CK elected chairman Githinji Hinga and secretary general Joseph Atwoli appeared on Tuesday where they confirmed continued interference by the respondents.
“They have continued to use the official letterhead and are holding parallel national qualifiers this weekend. As per our calendar, the qualifiers are supposed to take place from June 22-26 so players are confused on which one to take part in,” Hinga informed the tribunal when he sought guidance on the matter.
Tribunal chairman John Ohaga said the interim orders remain in force until June 21 when the matter will be determined. “It is upon you to use the orders and inform your members of the situation.”
In their letter, the respondents cited the Tribunal’s lack of jurisdiction as one of the main reasons for withdrawing. But, Atwoli said section 59(a) of their constitution allows for appeal against decisions of umbrella bodies like Kenya National Sports Council (KNSC).
When the parties convened on May 3, the Tribunal adjourned to allow the respondents time to submit factual information on issues touching on the alleged special general meeting as well as their membership to CK.
KNSC was enjoined in the case since the purported elections were overseen by one of its officials James Akama.
When he appeared before the tribunal, Charles Nyaberi from KNSC disowned the elections. “The meeting that was held at our boardroom was a consultative meeting. That is how we view it and anything else was stage-managed,” he said.
“Nobody was authorized to supervise any elections and if there is anybody who went there masquerading as a representative of the council, it is null and void. I speak with authority because the issue of overseeing elections falls under my docket.”
In his brief submission, Nyaberi revisited the issue of factionalism that the tribunal has previously addressed by stating they will not condone the act. He said internal power struggles similar to those rocking CK are the main cause of splinter groups coming up in local sports bodies.

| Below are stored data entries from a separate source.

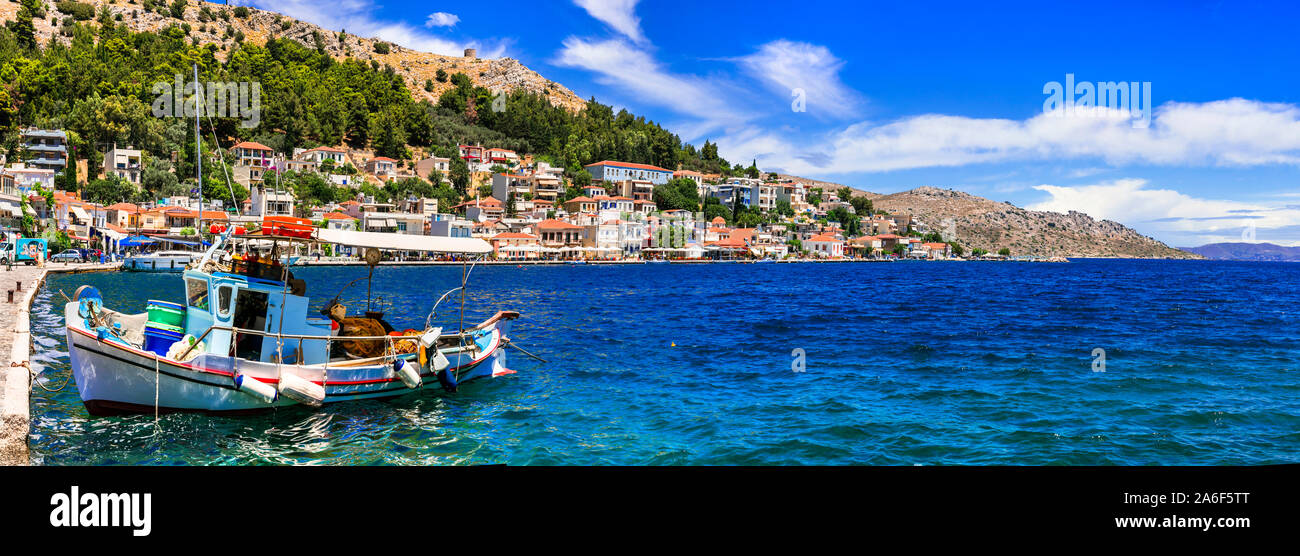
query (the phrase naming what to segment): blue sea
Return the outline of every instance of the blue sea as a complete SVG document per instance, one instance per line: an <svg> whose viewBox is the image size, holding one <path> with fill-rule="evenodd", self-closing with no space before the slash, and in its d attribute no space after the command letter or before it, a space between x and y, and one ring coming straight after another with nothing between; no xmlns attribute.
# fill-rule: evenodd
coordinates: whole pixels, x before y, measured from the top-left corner
<svg viewBox="0 0 1300 556"><path fill-rule="evenodd" d="M317 305L365 269L305 268ZM381 267L398 328L460 267ZM34 365L68 376L58 291L143 311L177 276L51 275ZM34 388L46 465L1222 465L1300 462L1300 264L1076 260L485 266L517 374L246 417L90 417ZM342 293L356 310L365 280ZM457 311L438 322L456 326ZM1103 360L1104 355L1104 360Z"/></svg>

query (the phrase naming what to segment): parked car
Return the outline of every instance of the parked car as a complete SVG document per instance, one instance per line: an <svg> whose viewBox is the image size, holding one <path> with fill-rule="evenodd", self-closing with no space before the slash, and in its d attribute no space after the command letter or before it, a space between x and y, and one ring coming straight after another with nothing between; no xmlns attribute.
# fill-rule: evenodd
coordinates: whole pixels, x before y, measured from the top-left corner
<svg viewBox="0 0 1300 556"><path fill-rule="evenodd" d="M63 261L68 263L79 263L86 260L86 256L76 249L69 249L57 255L50 256L50 261Z"/></svg>

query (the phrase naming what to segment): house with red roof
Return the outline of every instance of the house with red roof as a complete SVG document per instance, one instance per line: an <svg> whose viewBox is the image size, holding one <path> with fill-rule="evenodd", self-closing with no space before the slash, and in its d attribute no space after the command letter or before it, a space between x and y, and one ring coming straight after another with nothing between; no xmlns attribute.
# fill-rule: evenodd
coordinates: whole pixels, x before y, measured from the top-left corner
<svg viewBox="0 0 1300 556"><path fill-rule="evenodd" d="M376 156L366 161L366 173L379 181L389 181L397 177L397 161L386 156Z"/></svg>
<svg viewBox="0 0 1300 556"><path fill-rule="evenodd" d="M578 214L581 212L596 212L596 200L582 195L574 197L564 202L564 210L569 214Z"/></svg>
<svg viewBox="0 0 1300 556"><path fill-rule="evenodd" d="M815 235L803 242L803 247L820 257L838 259L844 256L844 241L835 236Z"/></svg>
<svg viewBox="0 0 1300 556"><path fill-rule="evenodd" d="M505 205L495 197L465 201L464 203L452 207L452 210L458 214L464 214L466 220L474 222L500 220L505 218L506 215ZM482 216L482 218L480 218L480 216Z"/></svg>
<svg viewBox="0 0 1300 556"><path fill-rule="evenodd" d="M920 252L931 259L947 259L952 257L952 246L947 243L922 243Z"/></svg>
<svg viewBox="0 0 1300 556"><path fill-rule="evenodd" d="M235 163L245 166L266 168L275 159L275 150L256 141L244 141L230 147L235 155Z"/></svg>
<svg viewBox="0 0 1300 556"><path fill-rule="evenodd" d="M541 238L520 232L501 232L491 237L492 253L498 259L530 260L538 257Z"/></svg>
<svg viewBox="0 0 1300 556"><path fill-rule="evenodd" d="M543 247L579 247L582 245L583 227L553 218L537 224L537 234Z"/></svg>

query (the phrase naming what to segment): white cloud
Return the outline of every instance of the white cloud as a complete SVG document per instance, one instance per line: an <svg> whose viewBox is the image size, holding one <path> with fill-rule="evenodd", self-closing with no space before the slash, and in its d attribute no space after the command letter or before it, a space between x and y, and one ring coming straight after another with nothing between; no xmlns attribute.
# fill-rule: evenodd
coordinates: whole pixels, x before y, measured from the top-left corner
<svg viewBox="0 0 1300 556"><path fill-rule="evenodd" d="M781 39L734 61L785 102L795 89L804 91L810 114L848 118L858 112L861 99L840 80L844 62L824 46Z"/></svg>
<svg viewBox="0 0 1300 556"><path fill-rule="evenodd" d="M746 119L727 102L729 95L721 84L673 74L650 54L622 39L594 41L569 37L553 63L593 72L597 83L695 118L695 123L687 124L689 132L679 132L686 137Z"/></svg>
<svg viewBox="0 0 1300 556"><path fill-rule="evenodd" d="M460 23L460 16L447 12L433 12L424 20L425 27L454 27Z"/></svg>
<svg viewBox="0 0 1300 556"><path fill-rule="evenodd" d="M315 23L326 29L347 31L349 35L377 37L407 48L460 56L466 48L477 48L482 58L499 58L505 55L505 41L458 41L434 35L424 29L400 21L375 19L373 0L337 0L324 8L311 0L250 0L249 5L280 12L289 17ZM452 16L455 17L455 16Z"/></svg>
<svg viewBox="0 0 1300 556"><path fill-rule="evenodd" d="M1147 180L1133 178L1073 187L1039 185L1034 189L1049 198L1027 208L1077 210L1093 218L1122 222L1180 246L1243 241L1247 239L1243 232L1252 227L1257 241L1300 243L1294 233L1294 227L1300 226L1300 207L1203 199L1147 185Z"/></svg>
<svg viewBox="0 0 1300 556"><path fill-rule="evenodd" d="M622 33L632 42L645 44L645 34L641 32L641 18L636 16L638 0L573 0L578 7L587 10L594 17L611 29Z"/></svg>
<svg viewBox="0 0 1300 556"><path fill-rule="evenodd" d="M723 155L747 159L754 137L719 141ZM1019 160L1095 160L1181 166L1300 165L1300 108L1234 98L1166 103L1148 128L1127 113L1108 117L1039 114L1027 120L926 114L860 122L810 140L773 137L773 166L804 174L884 172ZM771 143L771 141L767 142ZM814 145L809 148L806 145Z"/></svg>

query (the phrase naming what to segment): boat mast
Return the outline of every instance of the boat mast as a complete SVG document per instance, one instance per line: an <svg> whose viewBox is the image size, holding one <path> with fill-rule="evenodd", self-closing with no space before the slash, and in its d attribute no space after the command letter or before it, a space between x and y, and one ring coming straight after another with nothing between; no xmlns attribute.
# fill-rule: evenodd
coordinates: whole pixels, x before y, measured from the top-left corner
<svg viewBox="0 0 1300 556"><path fill-rule="evenodd" d="M203 93L203 85L199 84L199 64L194 63L194 167L198 169L199 175L199 218L195 221L194 232L199 236L199 249L203 249L203 136L199 134L199 111L202 110L202 104L199 102L199 96Z"/></svg>

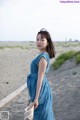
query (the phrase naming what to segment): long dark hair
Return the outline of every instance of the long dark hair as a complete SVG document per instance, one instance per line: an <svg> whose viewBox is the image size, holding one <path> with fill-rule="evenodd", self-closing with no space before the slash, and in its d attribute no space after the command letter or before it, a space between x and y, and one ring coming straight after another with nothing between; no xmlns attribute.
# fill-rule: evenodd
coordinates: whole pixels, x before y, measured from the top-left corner
<svg viewBox="0 0 80 120"><path fill-rule="evenodd" d="M41 34L41 38L46 38L47 39L47 42L48 42L48 46L46 48L46 51L48 52L50 58L54 58L55 57L55 48L54 48L54 44L51 40L51 36L49 34L49 32L42 28L38 33L38 34Z"/></svg>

“We discourage the formation of splinter groups by encouraging our affiliates to follow their constitutions,” he stated.
“We had splinter groups in taekwondo and football which did not end up well. There are trends that whenever we are heading to major international events, coup d'etats are experienced in federations as everybody wants to have a say.”
Consequently, Nyaberi attributed the CK wrangles to the upcoming Olympiad and FIDE elections. “There will be more of such cases that will come up and we ask the tribunal to act firm on that.”